As you can see from the last image, there is a forced mate in at most 7 moves. So why does a depth of 14 or 27 not find that? If it's looking at all moves 14 deep how could it not find mate in 7? I don't get it.

Help???

llama47
Brewhaus wrote:

If it's looking at all moves 14 deep how could it not find mate in 7?

You're right. Which means it's not looking at all possible variations 7 moves deep.

Maybe the earliest engines used a brute force method like this, but a large factor in the strength of a modern engine is how efficiently it ignores lines it deems bad, and focuses on lines it deems good.

For example, the upgraded Deep Blue, which defeated Kaspaorv in the 90s, looked at 200 million positions per second, and was maybe around 2700-2800 strength. Stockfish is about 800 points stronger and looks at fewer positions per second. This is possible because the search function is more efficient.

Now, there are modes where you can turn this off, and just have an engine brute force search, and that can help engines solve positions that typically give them trouble... but chess.com is just some basic browser stockfish. To use fancy features like that you'd need to download your own interface, and then download the engine (this isn't hard to do).

--

So why does it eventually find mate in 7? I don't know the intricacies of how engines work, but apparently lines marked as bad will eventually be revisited.

So what does the depth number really mean? IIRC it's something like the main line's depth minus something like 20 ply, which is done to avoid the horizon effect.

Brewhaus
llama47 wrote:
Brewhaus wrote:

If it's looking at all moves 14 deep how could it not find mate in 7?

You're right. Which means it's not looking at all possible variations 7 moves deep.

Maybe the earliest engines used a brute force method like this, but a large factor in the strength of a modern engine is how efficiently it ignores lines it deems bad, and focuses on lines it deems good.
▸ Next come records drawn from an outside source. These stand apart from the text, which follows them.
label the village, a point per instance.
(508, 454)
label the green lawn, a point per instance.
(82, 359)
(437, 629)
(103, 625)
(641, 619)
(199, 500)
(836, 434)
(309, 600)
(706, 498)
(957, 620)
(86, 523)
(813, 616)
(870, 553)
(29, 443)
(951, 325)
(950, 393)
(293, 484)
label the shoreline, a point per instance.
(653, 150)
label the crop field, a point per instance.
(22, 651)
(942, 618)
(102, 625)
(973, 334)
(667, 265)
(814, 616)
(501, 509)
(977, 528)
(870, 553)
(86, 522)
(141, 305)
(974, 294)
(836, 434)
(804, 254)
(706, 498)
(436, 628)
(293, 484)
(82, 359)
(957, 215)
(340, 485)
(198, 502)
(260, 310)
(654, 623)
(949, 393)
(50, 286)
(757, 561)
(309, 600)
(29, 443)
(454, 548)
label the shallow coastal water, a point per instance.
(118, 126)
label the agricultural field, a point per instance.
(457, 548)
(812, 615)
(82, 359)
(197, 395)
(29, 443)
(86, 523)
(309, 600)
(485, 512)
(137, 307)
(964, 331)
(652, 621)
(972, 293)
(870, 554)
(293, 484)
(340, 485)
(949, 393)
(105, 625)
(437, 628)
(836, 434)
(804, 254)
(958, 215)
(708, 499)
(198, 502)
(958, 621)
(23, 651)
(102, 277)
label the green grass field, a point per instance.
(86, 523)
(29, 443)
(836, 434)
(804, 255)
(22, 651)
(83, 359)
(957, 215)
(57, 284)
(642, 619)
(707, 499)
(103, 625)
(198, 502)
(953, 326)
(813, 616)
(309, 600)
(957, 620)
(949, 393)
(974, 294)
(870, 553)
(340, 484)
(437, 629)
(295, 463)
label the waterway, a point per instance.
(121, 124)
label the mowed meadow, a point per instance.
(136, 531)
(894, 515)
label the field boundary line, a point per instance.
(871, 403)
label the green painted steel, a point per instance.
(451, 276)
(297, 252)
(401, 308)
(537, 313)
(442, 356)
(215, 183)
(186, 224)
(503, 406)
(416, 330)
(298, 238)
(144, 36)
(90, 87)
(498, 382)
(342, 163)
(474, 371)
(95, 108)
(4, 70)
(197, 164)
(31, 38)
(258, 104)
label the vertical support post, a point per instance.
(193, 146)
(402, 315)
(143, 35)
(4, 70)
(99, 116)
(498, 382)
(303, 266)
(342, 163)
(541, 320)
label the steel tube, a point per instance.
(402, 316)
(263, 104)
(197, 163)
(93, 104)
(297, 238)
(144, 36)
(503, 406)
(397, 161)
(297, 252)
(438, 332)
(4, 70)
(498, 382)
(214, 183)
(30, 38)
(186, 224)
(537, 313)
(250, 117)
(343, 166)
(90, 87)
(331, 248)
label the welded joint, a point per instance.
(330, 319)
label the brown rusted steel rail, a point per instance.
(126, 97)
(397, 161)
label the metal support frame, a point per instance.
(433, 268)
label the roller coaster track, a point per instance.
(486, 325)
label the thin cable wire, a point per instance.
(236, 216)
For example, the upgraded Deep Blue, which defeated Kaspaorv in the 90s, looked at 200 million positions per second, and was maybe around 2700-2800 strength. Stockfish is about 800 points stronger and looks at fewer positions per second. This is possible because the search function is more efficient.

Now, there are modes where you can turn this off, and just have an engine brute force search, and that can help engines solve positions that typically give them trouble... but chess.com is just some basic browser stockfish. To use fancy features like that you'd need to download your own interface, and then download the engine (this isn't hard to do).

--

So why does it eventually find mate in 7? I don't know the intricacies of how engines work, but apparently lines marked as bad will eventually be revisited.

So what does the depth number really mean? IIRC it's something like the main line's depth minus something like 20 ply, which is done to avoid the horizon effect.

But that doesn't make sense either, it's black to move so the last image is saying that mate in 7 is the best that black can hope for if white plays perfectly, right? So if it was just ignoring paths it thought were bad until the end shouldn't the depth 14 and 27 contain only M1, M2, M3, M4, M5, and M6's? I guess if it chose the worst paths at every step you could end up with something like shown?

llama47
Brewhaus wrote:

But that doesn't make sense either, it's black to move so the last image is saying that mate in 7 is the best that black can hope for if white plays perfectly, right? So if it was just ignoring paths it thought were bad until the end shouldn't the depth 14 and 27 contain only M1, M2, M3, M4, M5, and M6's? I guess if it chose the worst paths at every step you could end up with something like shown?

Yeah, for example let's say sacrificing a rook leads to mate in 7. The engine might look for 1 or 2 moves, see that it's down a rook, and decide that line is bad and not look at it again until later.

The way lines branch make the number of moves enormous. If on average there are about 30 legal moves, then to see only 5 moves ahead generates a tree graph with about 10^15 nodes. A 1 GHz processor can do 1 billion operations per second. If 1 operation is 1 node, then it would take about 1 million seconds to search through all 10^15 nodes... which is about 11 days... that's to see only 5 moves deep.

Brewhaus

Got it, thanks.

litteking717

idk

StickerFish1

Well, this obviously shows chess engine is using some functions / intelligent thinking NOT just calculating every possible step. If it was the latter then I feel it's like cheating, because this means like the engine is playing its own virtual world and testing everything then play the move that works. I don't consider the latter as an intelligent!

Ouroborus64

What does average training depth mean in Chessable? For example in a course description, it mentions 4 variations, average training depth 11.0.